Table III. Axis value results of the principal component analysis (PCA).

Characteristics	Code	(Axis 1)	(Axis 2)	(Axis 3)	Characteristics	Code	(Axis 1)	(Axis 2)	(Axis 3)
		PC1	PC2	PC3			PC1	PC2	PC3
Body length	BL	0.850	−0.115	−0.503	Haptor entire width	OEW	0.940	0.132	−0.172
Body width	BW	0.999	−0.021	0.009	Dorsal bar length	DBL	0.998	−0.059	−0.002
Anterior cleft–eyespot distance	AC&ES	0.564	−0.321	0.523	Dorsal bar width	DBW	−0.307	−0.938	−0.030
Distance between eyespots	DES	0.960	−0.149	0.125	Ventral bar length	VBL	−0.020	−0.730	−0.670
Pharynx length	PL	0.142	−0.647	−0.736	Ventral bar width	VBW	0.296	−0.580	0.340
Pharynx width	PW	0.934	0.214	−0.206	Dorsal anchor length	DAL	−0.468	−0.115	0.826
Oesophagus	OE	0.841	−0.114	0.522	Dorsal inner root	DIR	0.376	0.327	0.784
Caeca	CE	0.931	0.348	0.065	Dorsal outer root	DOR	−0.277	0.915	−0.044
Testis length	TL	0.876	0.286	−0.348	Dorsal main piece	DOMP	−0.664	−0.002	0.748
Testis width	TW	0.992	−0.073	0.067	Dorsal base	DB	−0.148	−0.699	−0.622
Ovary length	OL	0.994	0.104	−0.010	Dorsal shaft	DS	−0.624	−0.197	0.714
Ovary width	OW	0.892	−0.275	0.280	Dorsal recurved point	DRP	−0.762	−0.060	0.595
Seminal vesicle length	SVL	−0.425	−0.821	−0.124	Ventral anchor length	VAL	−0.266	0.249	0.450
Seminal vesicle width	SVW	0.183	−0.466	0.176	Ventral inner root	VIR	0.369	0.079	0.760
Seminal receptacle length	SRL	0.203	0.127	0.963	Ventral outer root	VOR	0.563	0.725	−0.143
Seminal receptacle width	SRW	0.581	0.293	0.644	Ventral main piece	VMP	−0.500	0.460	0.183
Vagina length	VL	0.860	0.127	0.220	Ventral base	VB	−0.180	−0.034	−0.981
Vagina width	VW	0.974	0.162	0.072	Ventral shaft	VS	−0.155	−0.849	−0.470
Egg length	EL	−0.328	0.820	−0.340	Ventral recurved point	VRP	−0.978	0.006	0.206
Egg width	EW	−0.211	0.903	−0.360	Marginal hook 1st pair	MH1	0.171	−0.499	0.483
Prostate gland length	PGL	−0.037	0.914	−0.348	Marginal hook 2nd pair	MH2	0.896	0.254	−0.261
Prostate gland width	PGW	−0.002	0.903	−0.340	Marginal hook 3rd pair	MH3	−0.490	0.470	−0.697
Copulatory tube length	CTL	0.874	−0.071	0.191	Marginal hook 4th pair	MH4	−0.490	0.470	−0.697
Copulatory tube width	CTW	−0.626	−0.339	0.650	Marginal hook 5th pair	MH5	0.011	0.921	0.259
Accessory piece length	APL	−0.412	0.901	−0.118	Marginal hook 6th pair	MH6	0.666	−0.337	0.259
Accessory piece width	APW	−0.715	0.411	0.486	Marginal hook 7th pair	MH7	−0.047	−0.720	−0.683
Haptor entire length	OEL	0.938	0.202	−0.136

The total eigenvalues for each principal component are shown in Table IV. The results show the highest total value of 21.6 for PC1, and eigenvalues for PC2 and PC3 of 13.3 and 11.9, respectively.
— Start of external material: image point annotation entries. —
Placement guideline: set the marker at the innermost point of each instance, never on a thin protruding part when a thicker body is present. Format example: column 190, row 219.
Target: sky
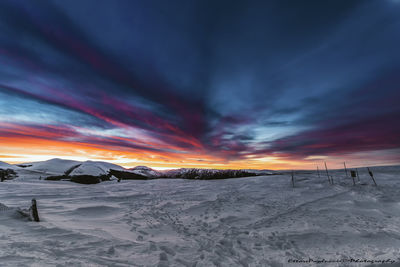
column 201, row 83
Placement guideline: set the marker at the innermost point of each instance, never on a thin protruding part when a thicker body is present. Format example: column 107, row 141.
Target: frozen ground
column 257, row 221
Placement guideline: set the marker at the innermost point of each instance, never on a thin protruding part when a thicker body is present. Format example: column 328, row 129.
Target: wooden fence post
column 372, row 176
column 292, row 179
column 327, row 174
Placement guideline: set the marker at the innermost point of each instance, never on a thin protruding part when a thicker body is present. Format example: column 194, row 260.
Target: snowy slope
column 257, row 221
column 94, row 168
column 145, row 171
column 4, row 165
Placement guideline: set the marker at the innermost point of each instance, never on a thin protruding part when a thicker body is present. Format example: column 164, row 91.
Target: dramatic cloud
column 200, row 83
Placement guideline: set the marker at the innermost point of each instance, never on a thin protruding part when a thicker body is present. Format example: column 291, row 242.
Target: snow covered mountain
column 194, row 173
column 70, row 168
column 146, row 171
column 95, row 168
column 5, row 165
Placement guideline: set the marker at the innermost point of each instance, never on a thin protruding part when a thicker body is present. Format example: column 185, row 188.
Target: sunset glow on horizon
column 218, row 85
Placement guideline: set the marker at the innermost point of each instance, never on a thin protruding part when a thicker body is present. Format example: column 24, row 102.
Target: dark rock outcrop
column 126, row 175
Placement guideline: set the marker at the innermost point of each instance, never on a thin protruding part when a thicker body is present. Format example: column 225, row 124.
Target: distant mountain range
column 60, row 169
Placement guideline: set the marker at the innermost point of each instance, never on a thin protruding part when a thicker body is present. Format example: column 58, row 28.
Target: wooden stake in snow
column 327, row 174
column 353, row 175
column 34, row 212
column 372, row 176
column 292, row 179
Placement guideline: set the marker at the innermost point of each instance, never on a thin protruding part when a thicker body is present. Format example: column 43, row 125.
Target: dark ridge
column 67, row 172
column 7, row 174
column 200, row 174
column 80, row 179
column 24, row 165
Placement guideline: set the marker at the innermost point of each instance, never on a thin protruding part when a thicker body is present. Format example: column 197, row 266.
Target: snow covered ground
column 256, row 221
The total variance for the first three axes together scores ~88.2%, and there is another axis with an eigenvalue of 6.3 with a total variance of 11.8. Compared with the other three axes, the values obtained for the fourth axis are low. Hence, this axis was merged with the third axis in this analysis (Figure 9A). The results obtained from the PCA are in close association with those from the cluster analysis, and the morphological characters which are responsible for the discrimination of three groups in the cluster analysis were identified in the PCA, as major parameters that support the differentiation of the species from one another. The scores of individual morphological characters obtained through the PCA are shown in Table III. The score plot revealed clear separation among the species based on morphometric characters (Table V). The scatter diagram of PCA 1 versus PCA 2 shows the relationships among the species (Figure 9B).

Table IV. Summarised data of the principal component analysis (PCA).
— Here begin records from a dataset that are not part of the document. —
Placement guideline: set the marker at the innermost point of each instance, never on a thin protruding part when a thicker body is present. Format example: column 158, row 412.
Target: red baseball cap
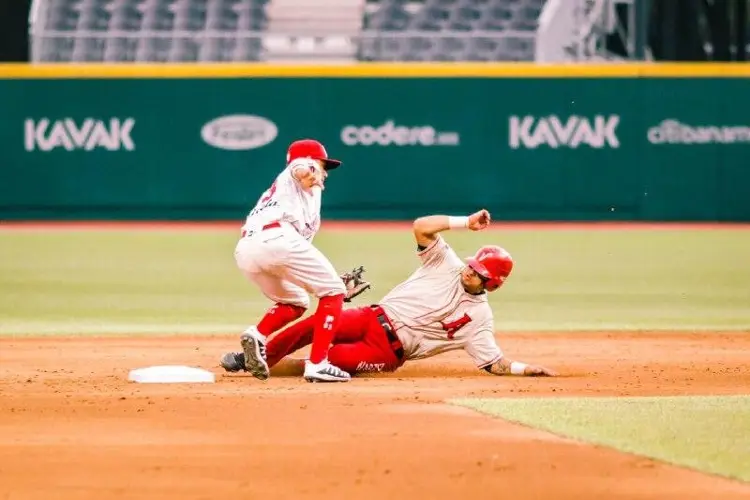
column 310, row 148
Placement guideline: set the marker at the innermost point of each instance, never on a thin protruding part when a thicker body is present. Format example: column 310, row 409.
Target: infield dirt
column 72, row 426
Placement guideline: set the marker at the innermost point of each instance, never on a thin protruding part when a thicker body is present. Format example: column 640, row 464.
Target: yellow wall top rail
column 376, row 70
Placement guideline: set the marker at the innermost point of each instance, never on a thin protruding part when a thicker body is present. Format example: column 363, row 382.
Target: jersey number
column 269, row 193
column 454, row 326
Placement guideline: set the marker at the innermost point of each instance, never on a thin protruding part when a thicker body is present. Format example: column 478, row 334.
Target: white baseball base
column 171, row 374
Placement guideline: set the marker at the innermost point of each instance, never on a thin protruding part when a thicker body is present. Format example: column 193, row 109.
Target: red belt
column 271, row 225
column 390, row 332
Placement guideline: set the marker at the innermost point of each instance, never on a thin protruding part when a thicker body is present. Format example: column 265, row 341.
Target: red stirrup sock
column 278, row 317
column 326, row 321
PC1	Eigenvalue	Total (%)	Cumulative
1	21.6	40.7	40.7
2	13.3	25.0	65.7
3	11.9	22.4	88.2
4	6.3	11.8	100

Table V. Principal component values for Hamatopeduncularia species discrimination.

Species	PC1	PC2	PC3
H. elongatum	6.596	−0.990	2.462
H. bifida sp. nov.	2.381	4.165	−1.315
H. thalassini	−4.563	−1.646	4.478
H. arii	−4.025	3.160	−1.413
H. madhaviae sp. nov.	−0.389	−4.689	−4.212

Figure 9. Principal component analysis (PCA). (A) Correlation values for each parameter tested with each axis and their discrimination into principal components. All abbreviations are defined in Table III. (B) The scatter diagram shows the relationship among the species.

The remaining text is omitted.